If you have a chronic illness, your doctor can help you manage it better through long-term,
structured monitoring, available free from your GP.
What is the Chronic Disease Treatment Programme?
Our Structured Chronic Disease Management (CDT) Programme aims to improve the health and wellbeing of patients living with certain chronic diseases. On this HSE-managed scheme, patients are actively monitored to improve management of their conditions, free of charge.
The benefits include:
- structured reviews of your chronic disease with both your GP and your practice nurse
twice a year, for free. That’s four visits in total;
- a personalised care plan developed and agreed with your medical team;
- regular reviews of your care plan and medication;
- opportunities for structured education and self-management support;
- early detection of any new conditions, or complications;
- care in your community, close to your home.

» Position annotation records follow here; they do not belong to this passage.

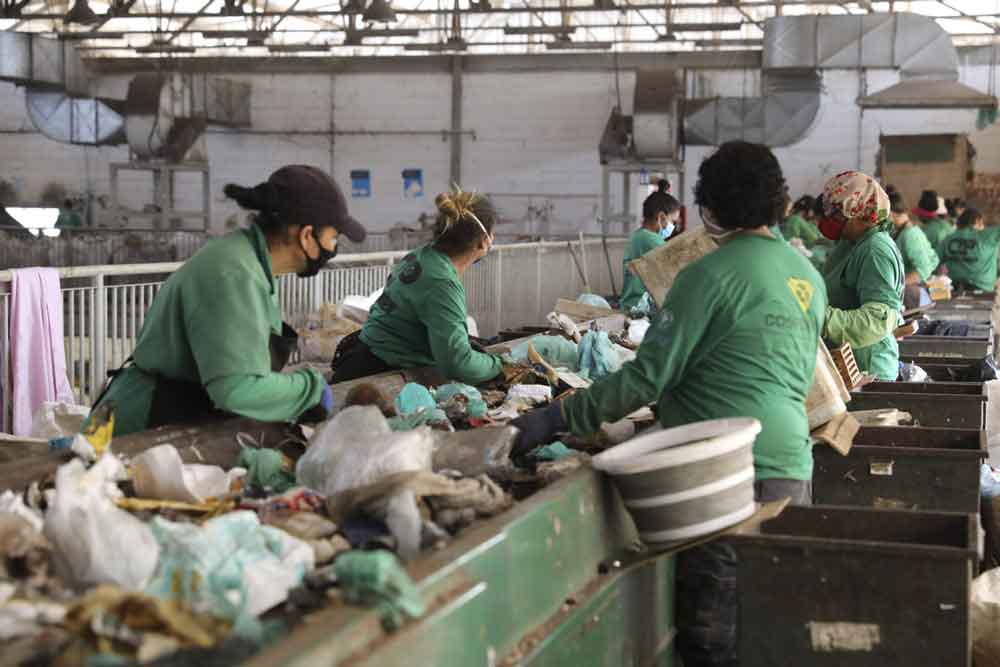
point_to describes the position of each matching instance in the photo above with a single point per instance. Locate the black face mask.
(314, 265)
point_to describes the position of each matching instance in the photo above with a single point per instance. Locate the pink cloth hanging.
(37, 352)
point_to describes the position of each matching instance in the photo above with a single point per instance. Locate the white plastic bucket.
(686, 482)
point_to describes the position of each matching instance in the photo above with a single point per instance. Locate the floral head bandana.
(856, 196)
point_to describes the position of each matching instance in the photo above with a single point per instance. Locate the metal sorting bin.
(904, 468)
(524, 588)
(964, 408)
(856, 587)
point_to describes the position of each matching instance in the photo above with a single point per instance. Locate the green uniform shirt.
(937, 231)
(420, 320)
(211, 322)
(736, 337)
(797, 227)
(641, 242)
(917, 252)
(971, 256)
(865, 271)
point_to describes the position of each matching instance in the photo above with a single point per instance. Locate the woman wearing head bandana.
(864, 274)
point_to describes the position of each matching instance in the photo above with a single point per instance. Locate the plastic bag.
(357, 447)
(161, 474)
(594, 300)
(230, 567)
(598, 357)
(94, 541)
(57, 420)
(556, 350)
(985, 611)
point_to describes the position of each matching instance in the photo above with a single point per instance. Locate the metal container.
(685, 482)
(945, 410)
(901, 467)
(856, 587)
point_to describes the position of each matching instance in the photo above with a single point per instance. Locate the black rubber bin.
(917, 468)
(856, 587)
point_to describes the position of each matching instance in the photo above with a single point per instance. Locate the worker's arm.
(229, 331)
(443, 313)
(663, 357)
(879, 287)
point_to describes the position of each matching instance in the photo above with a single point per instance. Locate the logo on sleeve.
(803, 292)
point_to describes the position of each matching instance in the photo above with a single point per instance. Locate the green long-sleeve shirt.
(736, 336)
(869, 270)
(641, 242)
(938, 231)
(797, 227)
(917, 252)
(420, 320)
(211, 323)
(971, 256)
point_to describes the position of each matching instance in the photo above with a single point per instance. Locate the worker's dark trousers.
(707, 594)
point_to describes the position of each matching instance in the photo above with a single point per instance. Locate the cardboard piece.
(839, 432)
(658, 268)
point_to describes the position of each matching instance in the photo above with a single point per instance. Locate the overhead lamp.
(81, 14)
(158, 46)
(299, 48)
(88, 34)
(379, 11)
(565, 31)
(724, 26)
(355, 37)
(569, 45)
(451, 44)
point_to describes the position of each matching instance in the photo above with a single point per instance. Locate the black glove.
(538, 427)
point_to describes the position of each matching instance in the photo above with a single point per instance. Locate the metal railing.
(104, 306)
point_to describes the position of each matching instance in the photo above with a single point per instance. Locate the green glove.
(368, 577)
(861, 327)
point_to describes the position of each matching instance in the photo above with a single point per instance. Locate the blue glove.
(538, 427)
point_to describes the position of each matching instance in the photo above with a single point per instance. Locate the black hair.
(969, 217)
(265, 201)
(659, 202)
(805, 204)
(455, 230)
(742, 185)
(896, 204)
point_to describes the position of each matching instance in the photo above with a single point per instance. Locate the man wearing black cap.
(213, 342)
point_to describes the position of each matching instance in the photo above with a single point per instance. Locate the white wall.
(535, 143)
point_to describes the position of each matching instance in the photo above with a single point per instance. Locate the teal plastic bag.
(598, 357)
(593, 300)
(414, 398)
(556, 350)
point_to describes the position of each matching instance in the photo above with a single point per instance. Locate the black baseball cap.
(309, 196)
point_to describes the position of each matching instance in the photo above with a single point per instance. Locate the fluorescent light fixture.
(539, 30)
(298, 48)
(567, 45)
(88, 34)
(157, 46)
(452, 44)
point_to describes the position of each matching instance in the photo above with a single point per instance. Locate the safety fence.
(104, 306)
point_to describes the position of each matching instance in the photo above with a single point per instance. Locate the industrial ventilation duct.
(796, 48)
(161, 117)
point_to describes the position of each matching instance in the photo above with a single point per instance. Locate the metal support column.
(456, 120)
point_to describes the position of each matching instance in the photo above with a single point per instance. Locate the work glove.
(322, 410)
(538, 427)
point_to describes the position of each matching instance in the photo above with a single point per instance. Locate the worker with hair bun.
(420, 319)
(659, 219)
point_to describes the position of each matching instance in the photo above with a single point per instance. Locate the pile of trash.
(157, 557)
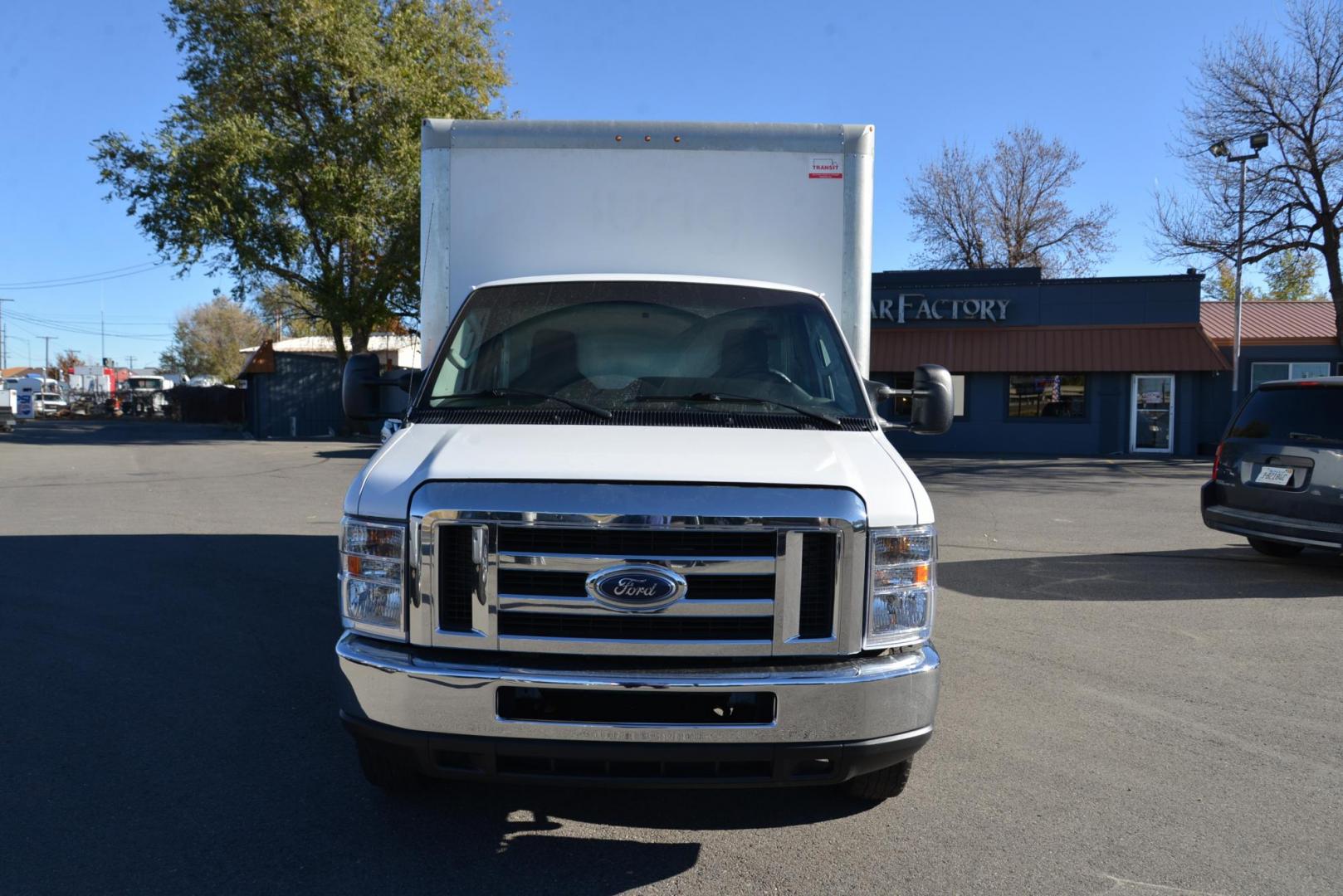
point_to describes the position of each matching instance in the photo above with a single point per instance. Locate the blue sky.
(1104, 78)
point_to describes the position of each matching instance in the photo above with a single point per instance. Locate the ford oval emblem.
(636, 587)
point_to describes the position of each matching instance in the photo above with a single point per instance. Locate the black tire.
(880, 785)
(387, 770)
(1276, 548)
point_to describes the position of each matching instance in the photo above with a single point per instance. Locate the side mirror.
(931, 411)
(360, 387)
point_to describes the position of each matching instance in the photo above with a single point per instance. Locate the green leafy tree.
(293, 155)
(1291, 277)
(1219, 285)
(210, 338)
(1291, 88)
(289, 312)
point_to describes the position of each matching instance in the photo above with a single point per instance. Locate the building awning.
(1271, 323)
(262, 360)
(1156, 348)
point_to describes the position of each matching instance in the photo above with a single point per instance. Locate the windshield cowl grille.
(569, 416)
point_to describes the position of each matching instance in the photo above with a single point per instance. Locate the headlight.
(372, 578)
(903, 585)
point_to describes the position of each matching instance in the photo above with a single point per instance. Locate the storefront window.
(1287, 371)
(1047, 395)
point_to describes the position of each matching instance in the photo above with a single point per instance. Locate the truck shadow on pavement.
(171, 727)
(1212, 574)
(105, 431)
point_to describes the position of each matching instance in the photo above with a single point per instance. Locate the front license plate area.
(1273, 476)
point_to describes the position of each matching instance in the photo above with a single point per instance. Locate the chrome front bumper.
(436, 692)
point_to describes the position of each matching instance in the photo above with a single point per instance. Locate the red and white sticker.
(826, 168)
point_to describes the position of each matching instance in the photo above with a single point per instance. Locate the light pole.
(1223, 149)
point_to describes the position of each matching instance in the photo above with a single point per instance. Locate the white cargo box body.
(780, 203)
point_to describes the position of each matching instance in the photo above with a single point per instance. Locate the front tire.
(1276, 548)
(877, 786)
(387, 770)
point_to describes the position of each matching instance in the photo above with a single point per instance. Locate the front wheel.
(1276, 548)
(386, 770)
(880, 785)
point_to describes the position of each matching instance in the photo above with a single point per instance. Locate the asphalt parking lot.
(1131, 703)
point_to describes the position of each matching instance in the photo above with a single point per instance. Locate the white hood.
(864, 462)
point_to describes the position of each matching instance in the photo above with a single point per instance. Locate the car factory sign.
(916, 306)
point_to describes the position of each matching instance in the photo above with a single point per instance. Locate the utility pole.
(46, 363)
(1223, 149)
(4, 338)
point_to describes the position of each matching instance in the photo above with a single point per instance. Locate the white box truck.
(642, 524)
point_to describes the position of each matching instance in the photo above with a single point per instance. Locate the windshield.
(649, 348)
(1292, 414)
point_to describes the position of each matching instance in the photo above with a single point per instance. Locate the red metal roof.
(1262, 321)
(1056, 349)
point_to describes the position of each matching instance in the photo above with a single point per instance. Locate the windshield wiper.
(745, 399)
(506, 391)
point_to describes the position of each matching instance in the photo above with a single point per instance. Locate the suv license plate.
(1273, 476)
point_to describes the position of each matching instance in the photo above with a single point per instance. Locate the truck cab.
(641, 528)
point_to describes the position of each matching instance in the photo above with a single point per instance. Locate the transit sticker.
(825, 168)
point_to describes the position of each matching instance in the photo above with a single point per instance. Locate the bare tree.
(1006, 210)
(1293, 193)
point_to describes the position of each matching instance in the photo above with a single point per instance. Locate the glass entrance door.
(1153, 412)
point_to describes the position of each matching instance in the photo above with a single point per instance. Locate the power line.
(3, 334)
(91, 278)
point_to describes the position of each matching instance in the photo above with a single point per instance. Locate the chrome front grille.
(767, 570)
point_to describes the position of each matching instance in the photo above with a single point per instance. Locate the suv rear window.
(1295, 414)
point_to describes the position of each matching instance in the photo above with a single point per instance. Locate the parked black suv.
(1279, 472)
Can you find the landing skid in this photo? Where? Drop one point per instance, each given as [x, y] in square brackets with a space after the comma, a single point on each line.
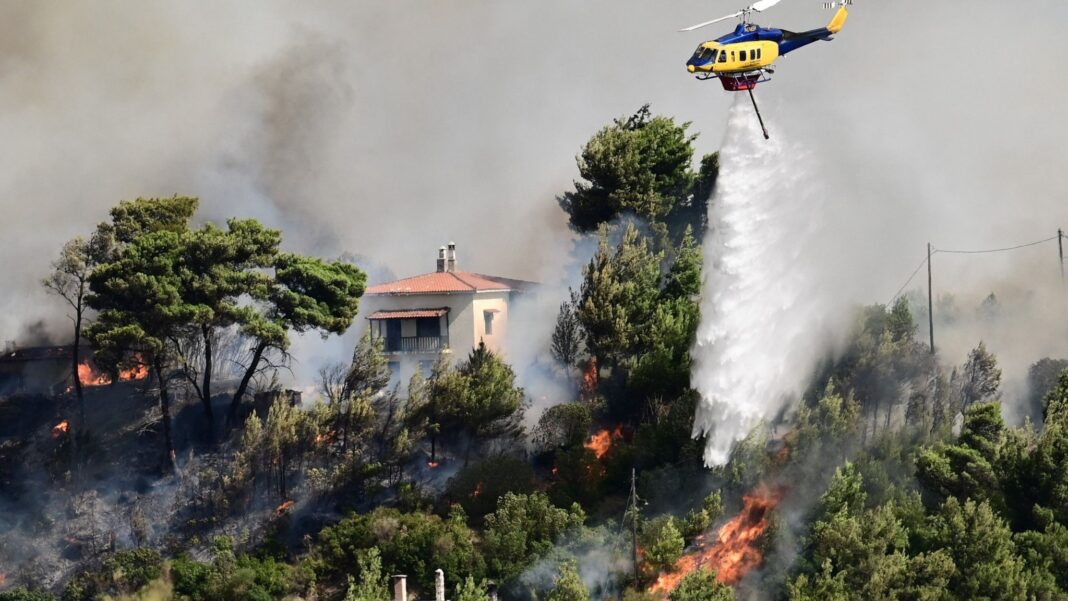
[758, 117]
[743, 81]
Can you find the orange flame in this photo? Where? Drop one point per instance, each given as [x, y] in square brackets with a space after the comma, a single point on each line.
[590, 378]
[601, 442]
[61, 428]
[90, 376]
[735, 551]
[138, 372]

Am I eligible for Chronic Disease Treatment?
You can join this programme, free of charge, if you:
- have specific chronic disease/s, namely type 2 diabetes, asthma, chronic obstructive
pulmonary disease (COPD), or cardiovascular disease, including heart failure, heart
attack (angina), stroke, and irregular heartbeat (atrial fibrillation);
- have a medical card or a GP visit card;
- are aged 18 years or over;
- are able to take a call from your nurse or GP, or attend your GP surgery.
If you’re eligible, your surgery should contact you to register. If this hasn’t happened yet, do get in touch by phone or email and we will register you.
Initially, we will talk you through the programme, and help you enrol. Together, we will discuss your general wellbeing, and focus on your specific chronic condition and health issues. You may also need to visit the surgery in person, for blood work and other tests.
Following review, we will issue you with a written care plan.
Your information counts
Once you are on the CDT Programme, you allow certain information to be collected at each review as part of the programme. Your GP will record your name, age, chronic disease diagnoses, medical history, and details of any symptoms or investigations you have had since your last visit.
The information gathered will play a vital role in helping to improve our understanding of chronic disease. It will improve the health service’s ability to detect, treat and prevent chronic illness, as well as to deliver a better service.